Find the rate of change at a point on a polynomial

Mathematica, 6 bytes

#'@#2&

(Beat THAT, MATL and 05AB1E)

The first argument must be a polynomial, with # as its variable and with & at the end (i.e. a pure function polynomial; e.g. 3 #^2 + # - 7 &). The second argument is the x-coordinate of the point of interest.

Explanation

#'

Take the derivative of the first argument (1 is implied).

... @#2&

Plug in the second argument.

Usage

#'@#2&[4 #^3 - 2 #^4 + 5 #^10 &, 19] (* The first test case *)

16134384838410

MATL, 8 6 bytes

yq^**s

Input is: array of exponents, number, array of coefficients.

Try it online! Or verify all test cases: 1, 2 3, 4, 5.

Explanation

Consider example inputs [3 4 10], 19, [4 -2 5].

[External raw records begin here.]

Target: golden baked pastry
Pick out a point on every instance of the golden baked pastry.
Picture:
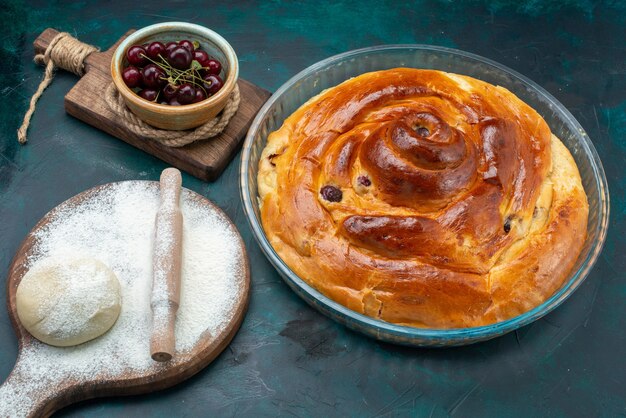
(423, 198)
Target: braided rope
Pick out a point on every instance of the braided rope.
(69, 53)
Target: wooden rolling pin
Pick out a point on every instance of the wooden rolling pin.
(167, 261)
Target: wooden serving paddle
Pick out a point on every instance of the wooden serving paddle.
(37, 386)
(203, 159)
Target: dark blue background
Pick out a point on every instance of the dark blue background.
(288, 359)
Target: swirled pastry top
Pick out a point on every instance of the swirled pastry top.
(423, 198)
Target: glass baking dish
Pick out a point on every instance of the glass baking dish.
(336, 69)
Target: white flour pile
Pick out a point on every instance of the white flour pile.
(117, 227)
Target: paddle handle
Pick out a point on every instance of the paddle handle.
(167, 264)
(25, 395)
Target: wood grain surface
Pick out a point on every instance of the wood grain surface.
(203, 159)
(68, 389)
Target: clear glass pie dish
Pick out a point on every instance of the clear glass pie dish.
(333, 71)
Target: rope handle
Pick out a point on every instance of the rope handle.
(68, 53)
(65, 52)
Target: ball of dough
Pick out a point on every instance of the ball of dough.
(68, 302)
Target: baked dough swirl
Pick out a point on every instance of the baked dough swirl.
(423, 198)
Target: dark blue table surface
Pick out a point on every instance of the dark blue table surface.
(287, 359)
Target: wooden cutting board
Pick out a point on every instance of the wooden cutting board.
(203, 159)
(37, 388)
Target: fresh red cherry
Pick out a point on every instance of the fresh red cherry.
(202, 57)
(186, 94)
(212, 83)
(187, 44)
(153, 76)
(155, 49)
(180, 58)
(213, 66)
(132, 77)
(169, 91)
(136, 56)
(200, 95)
(149, 94)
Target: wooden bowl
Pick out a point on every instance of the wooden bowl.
(177, 117)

y    % Take first two inputs implicitly and duplicate the first
     %   STACK: [3 4 10], 19, [3 4 10]
q    % Subtract 1, element-wise
     %   STACK: [3 4 10], 19, [2 3 9]
^    % Power, element-wise
     %   STACK: [3 4 10], [361 6859 322687697779]
*    % Multiply, element-wise
     %   STACK: [1083 27436 3226876977790]
*    % Take third input implicitly and multiply element-wise
     %   STACK: [4332 -54872 16134384888950]
s    % Sum of array
     %   STACK: 16134384838410

Julia, 45 42 40 37 bytes

f(p,x)=sum(i->prod(i)x^abs(i[2]-1),p)

This is a function that acceps a vector of tuples and a number and returns a number. The absolute value is to ensure that the exponent isn't negative, which necessary because Julia annoying throws a DomainError when raising an integer to a negative exponent.

Try it online! (includes all test cases)

Thanks to Glen O for a couple of corrections and bytes.